The Cotsen Institute of Archaeology is extremely proud to announce that four UCLA archaeology graduate students (three from the Interdepartmental Graduate Program in Archaeology, one from the Department of Anthropology) have won National Science Foundation Graduate Research Fellowships, three-year fellowship grants for research. Only 20 such awards were awarded in the field of archaeology this year.


Brett Kaufman's (IDP) research focuses on ancient Near Eastern metallurgical technology utilizing anthropological and archaeo-metallurgical analyses. He is interested in the progression of differential alloy selection from the Chalcolithic to the Middle Bronze Age. Kaufman hopes that studying the reasons and impetuses for varying norms in technological choice may lead to a better understanding of human behavior during these crucial periods.
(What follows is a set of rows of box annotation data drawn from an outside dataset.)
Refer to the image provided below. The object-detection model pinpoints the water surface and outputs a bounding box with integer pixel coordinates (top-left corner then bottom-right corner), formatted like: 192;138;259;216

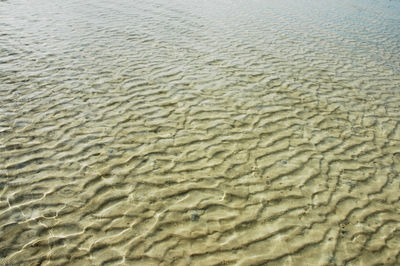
0;0;400;265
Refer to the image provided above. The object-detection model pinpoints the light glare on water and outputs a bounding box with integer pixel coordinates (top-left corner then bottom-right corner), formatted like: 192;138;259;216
0;0;400;265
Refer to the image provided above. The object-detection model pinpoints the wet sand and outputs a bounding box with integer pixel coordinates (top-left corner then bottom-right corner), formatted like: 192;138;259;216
0;0;400;265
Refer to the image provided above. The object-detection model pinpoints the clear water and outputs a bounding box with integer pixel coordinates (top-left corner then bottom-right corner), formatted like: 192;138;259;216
0;0;400;265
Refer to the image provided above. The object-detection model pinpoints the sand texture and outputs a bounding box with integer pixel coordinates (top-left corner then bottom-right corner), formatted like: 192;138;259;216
0;0;400;266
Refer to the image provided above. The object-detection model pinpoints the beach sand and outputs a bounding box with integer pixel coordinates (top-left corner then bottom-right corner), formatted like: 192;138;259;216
0;0;400;265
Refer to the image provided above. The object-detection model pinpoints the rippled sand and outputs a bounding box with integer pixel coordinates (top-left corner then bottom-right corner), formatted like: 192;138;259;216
0;0;400;265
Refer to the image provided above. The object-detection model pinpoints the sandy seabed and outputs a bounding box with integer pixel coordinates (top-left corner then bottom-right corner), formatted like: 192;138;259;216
0;0;400;265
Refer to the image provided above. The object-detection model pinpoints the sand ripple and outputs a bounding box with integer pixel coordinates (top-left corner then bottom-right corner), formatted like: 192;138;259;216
0;0;400;265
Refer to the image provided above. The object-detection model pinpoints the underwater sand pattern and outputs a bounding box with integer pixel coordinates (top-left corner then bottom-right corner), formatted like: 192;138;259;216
0;0;400;265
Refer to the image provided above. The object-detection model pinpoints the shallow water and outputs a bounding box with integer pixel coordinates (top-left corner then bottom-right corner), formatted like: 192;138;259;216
0;0;400;265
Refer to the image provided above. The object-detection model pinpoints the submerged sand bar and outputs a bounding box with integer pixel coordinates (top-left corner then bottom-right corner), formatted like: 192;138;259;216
0;0;400;265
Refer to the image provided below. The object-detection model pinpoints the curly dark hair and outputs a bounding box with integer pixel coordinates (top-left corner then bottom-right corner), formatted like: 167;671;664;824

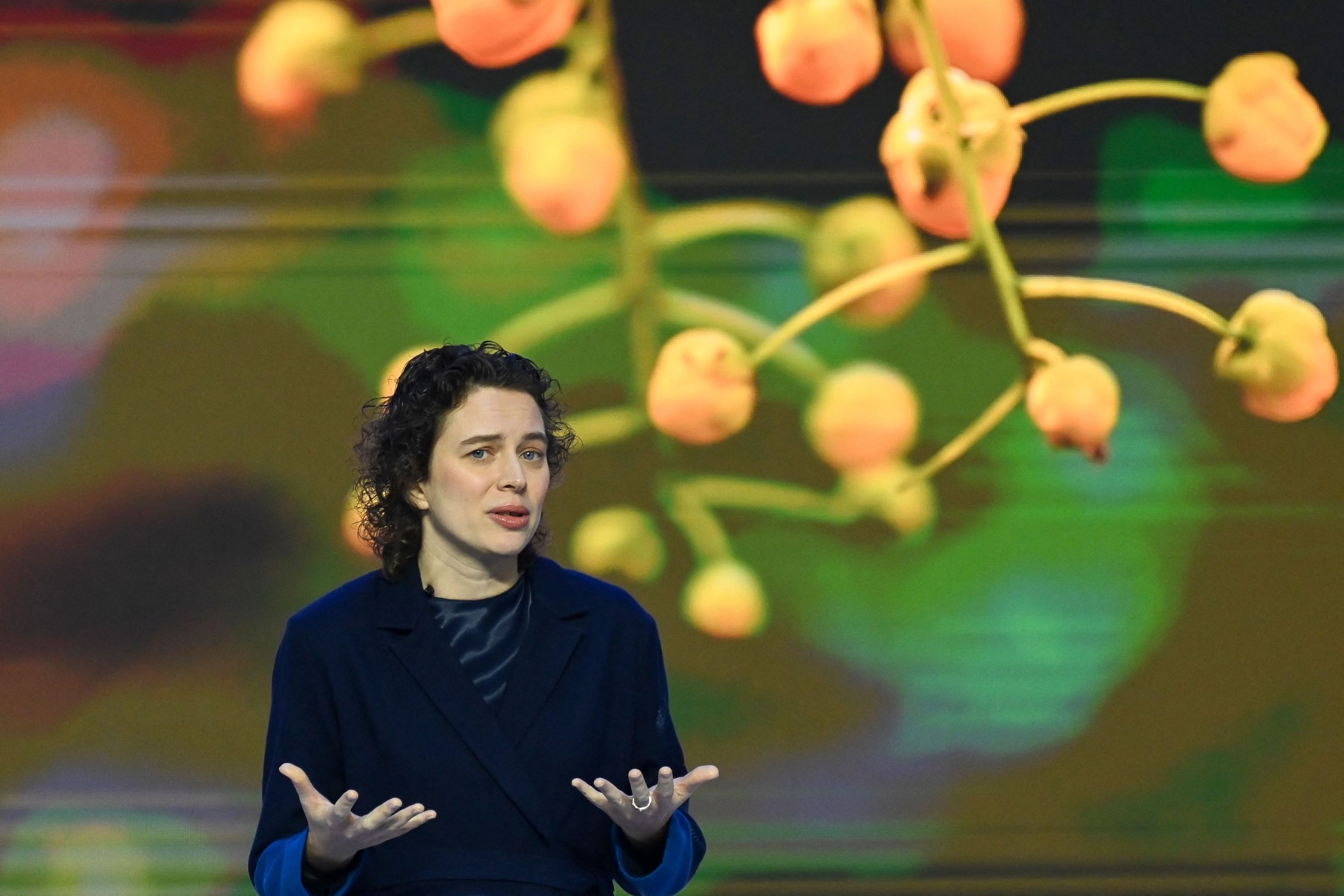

Kevin Hill (IDP) studies models of economic specialization as imperial strategies in the Inca Empire c. AD 1420-1532. His project will focus on the nature of craft specialization and commodity production in an Inca province in the Lake Titicaca Basin of highland Peru, with a goal of understanding how new technologies were imported by the Inca into regions under their control.

Hannah Lau (IDP) received a GRF to explore the historical ecology of the Iron Age site of Oqlanqala in the Autonomous Republic of Naxçivan in Azerbaijan. During the Iron Age, Oqlanqala was incorporated into two of the largest Near Eastern Empires: the Urartian Empire in the Middle Iron Age and the Achaemenid Empire in the Late Iron Age. Lau's study will explore the interaction between the state administration at Oqlanqala in the Iron Age and the indigenous village inhabitants via a study of the faunal remains at the site from the Iron Age and a comparison with nearby Bronze and Iron Age domestic settlements.

Katherine Brunson's (Anthropology) research focuses on the introduction and use of sheep in Late Neolithic China. Using ancient DNA analysis along with traditional zooarchaeological techniques, she will examine links between wool textile production and increasing social complexity during the Late Neolithic and Bronze Age.

Please join us in congratulating our award-winning graduate students!